Was there a possibility of recovery? In some cases, yes. The pneumonic version was where death was a surety. The bubonic form that most people are familiar with was curable, in some instances, if the buboes were discharged.
Post plague, feudalism began to crumble as the remaining peasants sought higher wages and better positions. Labourers turned the tables on their lords knowing that landowners were in desperate need after their workers had been decimated by the outbreak. If you weren’t prepared to offer a decent wage, you could find your fields empty and your neighbours field full and tended with your former workforce.
Religious fanaticism rose in the midst of the pestilence as people tried to understand why it happened. Certain groups were targeted, like Jews, outcasts and perceived sinners; superstitious beliefs sprouted unchecked like weeds. Men like Syke’s grasping priest John of Cornwall, were the type who tried to take advantage of the new world order by grabbing at positions they previously would not have been able to attain and feeding off rampant fear and superstition get ahead. Oswald’s struggles as a lord post plague were most certainly real and felt by many landowners in England at the time. Sykes does a good job of portraying Oswald’s difficulties with the villagers and managing his father’s estate.

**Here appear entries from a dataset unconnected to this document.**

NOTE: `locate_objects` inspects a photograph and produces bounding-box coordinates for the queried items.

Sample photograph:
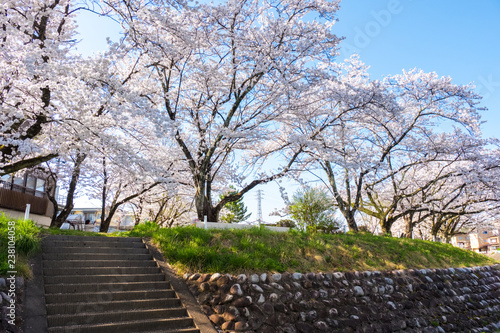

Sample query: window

[14,177,24,186]
[26,176,36,190]
[36,178,45,192]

This is a medieval murder mystery with some plague and politics thrown in for good measure. What makes this book leap from interesting to amazing is Sykes’ writing. Once again, we have an author who can actually write, has done her research and created captivating characters and a solid storyline. What’s great about Sykes style of writing is that she manages to effortlessly insert humour into a book that is set in a miserable time and in the midst of a horrible situation.
Oswald is a delight to read. He’s young and his missteps provide the comic relief in the novel. He bumbles his way through crime fighting and has no idea how to run a manor. Peter, his Benedictine brother, a kindly drunk but wise and loyal friend helps Oswald keep his land and saves his skin. Oswald’s high strung and overbearing mother, and his nasty and spiteful sister round out the trio and make fabulous characters that really stick with the reader. Other honourable mentions go to the local pompous village priest John of Cornwall, the evil knight Walter De Caburn, and waspish and defiant village whore, Joan of Bath.
If you’re looking for a well written and engaging book set in the Middle Ages, or you happen to like thrillers, mysteries and “whodunnits”, then this is your cup of tea. Sykes has really reset the bar for medieval mysteries. Throughout the book, every clue brings with it unexpected twists and turns. When you think you know who the killer is, you’re slapped with yet another surprise. Just toss your theories out the window and get to the very end. Oddly, this wasn’t your typical fast paced thriller, it kept building at a slow burn yet remained an engrossing page turner. No character in this book ever fully fits a medieval stereotype: there are believers, non-believers, whores, knights, priests and village bumpkins but none of them are easy one dimensional personalities. Everyone has more than one side to their story; I really loved that about the novel. Sykes dismantled medieval stereotypes like the good knight and the honest priest, and showed the reader that the good guys aren’t always who you think they will be and the bad guys, more often than not, are the wolves in sheep’s clothing.